Die Daseinsgrundfunktionen

Zunächst einmal aber: wozu brauche ich im wahren Leben Land und wo siedelt sich wer an? Land braucht man im wirklichen Leben sehr viel, es gibt dabei in der Sozialgeographie den Begriff der sog. Daseinsgrundfunktionen, als da wären (die Modelle unterscheiden sich teilweise): Wohnen, Arbeiten, Freizeit, Ver- und Entsorgen, Bildung, Verkehr, sich Fortpflanzen.

All diese Daseinsgrundfunktionen sind dabei bestrebt, den für sie jeweils passenden, optimalen Standort im Raum zu finden. Die Frage ist dabei nun als nächstes, was ist der optimale Standort für welche Daseinsgrundfunktion und durch welche Faktoren wird er bestimmt, denn es können sich ja schlecht alle DGFs räumlich am selben Ort ansiedeln.

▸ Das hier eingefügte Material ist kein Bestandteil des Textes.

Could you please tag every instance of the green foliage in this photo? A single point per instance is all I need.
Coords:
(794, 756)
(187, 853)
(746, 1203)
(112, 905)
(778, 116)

Zwei starke Lenkungsfaktoren, die die jeweils optimalen Standorte dabei bestimmen, sind die Zentralität des jeweiligen Ortes im Raum und die damit verbundenen Transportkosten zur Erreichung dieses Ortes. Beide Faktoren zusammen sind, neben anderen wie z.B. noch zur Verfügung stehende, freie Flächen, im wahren Leben stark bestimmend für die jeweiligen Bodenpreise je Quadratmeter.

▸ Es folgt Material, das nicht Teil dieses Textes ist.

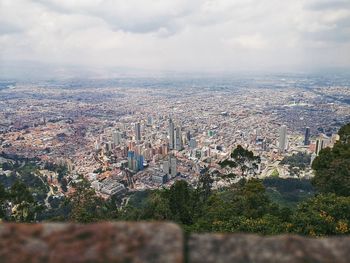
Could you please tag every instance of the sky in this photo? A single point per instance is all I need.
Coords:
(101, 37)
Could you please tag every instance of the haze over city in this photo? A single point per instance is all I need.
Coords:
(105, 38)
(174, 131)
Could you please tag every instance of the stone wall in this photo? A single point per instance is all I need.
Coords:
(158, 242)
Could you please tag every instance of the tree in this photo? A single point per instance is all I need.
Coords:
(86, 206)
(332, 166)
(325, 214)
(180, 202)
(205, 184)
(244, 160)
(24, 207)
(3, 201)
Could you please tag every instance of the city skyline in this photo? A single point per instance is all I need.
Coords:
(111, 38)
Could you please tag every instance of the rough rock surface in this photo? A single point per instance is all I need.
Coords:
(103, 242)
(239, 248)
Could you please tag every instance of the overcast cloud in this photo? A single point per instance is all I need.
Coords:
(180, 35)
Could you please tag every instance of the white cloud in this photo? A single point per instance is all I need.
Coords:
(176, 34)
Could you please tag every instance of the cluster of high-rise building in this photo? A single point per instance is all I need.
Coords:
(151, 136)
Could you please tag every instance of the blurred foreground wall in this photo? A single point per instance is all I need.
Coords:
(158, 242)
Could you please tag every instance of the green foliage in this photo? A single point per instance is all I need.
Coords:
(3, 198)
(244, 160)
(325, 214)
(288, 192)
(24, 207)
(332, 166)
(300, 160)
(86, 207)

All dies führt zu einem der klassischen Erklärungsmodelle für die Diversifizierung der DGFs in der Fläche, nämlich der Landnutzungstheorie von William Alonso.

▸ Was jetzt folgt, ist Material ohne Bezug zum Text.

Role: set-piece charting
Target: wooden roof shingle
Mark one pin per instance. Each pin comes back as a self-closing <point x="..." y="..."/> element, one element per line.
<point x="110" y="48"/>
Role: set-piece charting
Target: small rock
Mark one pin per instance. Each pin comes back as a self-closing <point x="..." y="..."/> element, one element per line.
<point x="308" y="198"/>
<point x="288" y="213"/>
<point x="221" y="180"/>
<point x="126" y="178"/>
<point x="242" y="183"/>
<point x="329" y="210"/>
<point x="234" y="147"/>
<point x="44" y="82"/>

Die Landnutzungstheorie von William Alonso

Alonso veröffentlichte 1960 seine Theorien zur Standort- und Landnutzung für städtische Unternehmen, näheres kann man hier dazu nachlesen, Abbildung 7 ist wichtig.

Alonso geht dabei von einem Ort maximaler Erreichbarkeit in einer Stadt aus, typischerweise ist das in deutschen Städten der Marktplatz. An diesem Ort sind Unternehmen für die Kunden am Einfachsten zu erreichen, er geht dabei von einer Bodenpreisverteilung P(t) aus, die am zentralen Ort am höchsten ist und nach außen hin gehend sinkt. Deutlich gesprochen heißt das nichts anderes, je weiter man sich vom Stadtkern ins Umland entfernt, desto günstiger werden die Preise. Umgekehrt sind aber die Transportkosten am zentralen Ort am niedrigsten, und je weiter man sich nach außen bewegt, umso höher werden diese.

Das sind also zwei gegenläufige Entwicklungen in diesem Modell, und das ist wichtig: billigere Bodenpreise erkauft man sich mit höheren Transportkosten und damit natürlich auch Zeitaufwand. Umgekehrt bedeutet es, dass man zunehmende Zentralität mit steigenden Bodenpreisen erkauft.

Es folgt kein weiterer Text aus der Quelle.